I wouldn't call WW3 a fix (short term anyway).

Even a small nuclear exchange would have devastating ecological consequences [0]

[0] "Radioactive fallout from these weapons’ debris clouds would reach the stratosphere, where it would travel worldwide, potentially contaminating crops and livestock as well as causing radiation sickness and cancer directly. Later, this fallout would cause genetic mutations in plants, animals and human beings, as it has in the vicinity of the Chernobyl nuclear accident."

From: https://medium.com/freeman-spogli-institute-for-internationa...



This has been tested and disproven by the very large nuclear exchanges that have already taken place: https://www.youtube.com/watch?v=856fWEltiXo


I think the idea is that the massive depopulation caused by what you describe would function as a ‘fix’.


A fix or an end. It is said that without enough population to watch and repair the current nuclear systems, the problem would quickly scalate in a few years when nuclear plants in the planet would deteriorate, get out of control and explode one after one.


That would be devastating for individual organisms, but what would the large scale ecological impact be? Chernobyl is home to quite a bit of wildlife as I understand it.

Also, if we're talking about a world after the exchange of thousands of ICBM's I'm not sure how much relative impact the melting down of the world's nuclear power plants would have.

The problem has been considered before, though probably as a general safety issue rather than trying not to further irradiate a barren world. https://en.wikipedia.org/wiki/Passive_nuclear_safety


Wildlife thrive near Chernobyl because normal human activity is more destructive than that radiological disaster has been.


And because there is a replacement outside.
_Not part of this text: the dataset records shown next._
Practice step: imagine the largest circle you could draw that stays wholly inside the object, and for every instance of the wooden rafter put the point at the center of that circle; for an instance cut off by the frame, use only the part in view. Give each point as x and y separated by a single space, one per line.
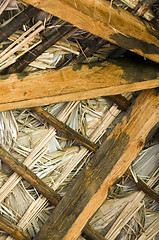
13 230
69 84
108 164
111 23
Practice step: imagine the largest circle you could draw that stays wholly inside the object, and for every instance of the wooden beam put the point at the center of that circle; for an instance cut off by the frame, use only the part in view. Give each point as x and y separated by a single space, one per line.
13 230
108 164
143 186
111 23
59 125
71 83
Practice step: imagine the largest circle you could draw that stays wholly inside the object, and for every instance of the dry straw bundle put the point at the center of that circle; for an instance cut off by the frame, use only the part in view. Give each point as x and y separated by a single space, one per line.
47 42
Chernobil is acting as a sink for some species with individuals inside being killed faster but replaced with immigrants constantly.


I thought studies said that mortality wasn’t significantly increased, though some deformities were?


Dark. I can see the immediate consequences would be atrocious. How would nuclear fallout affect wider gene pools and extinction rates? I’ve always envisioned the “apocalyptic” scenario to be a nuclear winter. Is that accurate?


The fallout myth isn't true. And chernobyl is a perfect example. It caused the accidental creation of a huge nature preserve where species thought to be locally extinct are now thriving. Most wild animals don't live long enough for the slightly increased cancer rates to matter. The lack of humans destroying everything makes a huge difference on the other hand.